Laurence Cecil Bartlett Gower (29 December 1913 – 25 December 1997) known as 'Jim' and universally credited as "LCB Gower" in his writings, was a lawyer and academic who was Vice Chancellor of the University of Southampton from 1971-79.

==Early life==
He was born in Forest Gate, London (then part of Essex) and educated at Lindisfarne College. He then attended University College, London graduating LLB with first class honours in 1933 and LLM in 1934. He qualified as a solicitor in 1937.

==War service==
He served in the army throughout World War II initially in the Royal Artillery (RA) as a Private where he served under Sir Mortimer Wheeler. He ended service as a Lieutenant-Colonel in the Royal Army Ordnance Corps (RAOC).
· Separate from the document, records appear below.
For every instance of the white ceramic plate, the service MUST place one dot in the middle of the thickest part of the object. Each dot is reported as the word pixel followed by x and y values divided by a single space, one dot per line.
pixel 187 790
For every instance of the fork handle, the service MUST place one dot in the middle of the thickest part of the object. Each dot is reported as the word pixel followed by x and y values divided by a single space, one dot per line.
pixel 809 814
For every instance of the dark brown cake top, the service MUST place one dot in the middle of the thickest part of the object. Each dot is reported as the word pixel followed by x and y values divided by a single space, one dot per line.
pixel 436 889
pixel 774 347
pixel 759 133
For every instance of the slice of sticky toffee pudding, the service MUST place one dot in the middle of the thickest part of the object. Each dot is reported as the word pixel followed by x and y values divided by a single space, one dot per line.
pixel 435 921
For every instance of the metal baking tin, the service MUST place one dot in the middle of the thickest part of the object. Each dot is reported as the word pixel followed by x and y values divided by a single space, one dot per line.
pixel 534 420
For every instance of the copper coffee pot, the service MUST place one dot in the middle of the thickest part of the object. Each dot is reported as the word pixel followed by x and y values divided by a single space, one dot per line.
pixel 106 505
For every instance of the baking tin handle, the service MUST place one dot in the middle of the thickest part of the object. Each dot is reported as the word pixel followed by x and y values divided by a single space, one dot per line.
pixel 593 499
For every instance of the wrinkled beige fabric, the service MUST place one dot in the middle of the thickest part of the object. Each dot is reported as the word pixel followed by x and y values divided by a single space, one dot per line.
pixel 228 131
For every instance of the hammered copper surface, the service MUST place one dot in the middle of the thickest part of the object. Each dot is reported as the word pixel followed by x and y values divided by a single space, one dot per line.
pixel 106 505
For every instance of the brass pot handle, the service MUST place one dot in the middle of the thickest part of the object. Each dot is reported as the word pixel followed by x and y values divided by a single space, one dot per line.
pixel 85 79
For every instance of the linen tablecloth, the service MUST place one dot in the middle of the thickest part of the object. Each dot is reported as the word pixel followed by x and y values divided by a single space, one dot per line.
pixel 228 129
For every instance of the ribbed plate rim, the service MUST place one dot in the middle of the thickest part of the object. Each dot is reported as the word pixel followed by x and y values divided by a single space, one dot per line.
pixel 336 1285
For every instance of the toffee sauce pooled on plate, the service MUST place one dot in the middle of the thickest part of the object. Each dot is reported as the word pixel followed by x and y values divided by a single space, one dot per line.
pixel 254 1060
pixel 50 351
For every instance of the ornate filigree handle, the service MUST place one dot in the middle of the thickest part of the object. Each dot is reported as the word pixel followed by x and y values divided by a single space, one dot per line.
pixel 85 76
He was involved in the planning at Wilton House of the D-Day landings in France.

==Academic career==
After leaving the army, he commenced academic work as a lecturer in law at University College, London. He was also Sir Ernest Cassel Professor of Commercial Law at the London School of Economics Law School, University of London from 1948 to 1952 and visiting professor at Harvard Law School from 1954 to 1955. He became professor and dean of the Faculty of Law, University of Lagos from 1962 to 1965. He was the first Law Commissioner of England and Wales from 1965 to 1971 and subsequently vice-chancellor, University of Southampton from 1971 to 1979.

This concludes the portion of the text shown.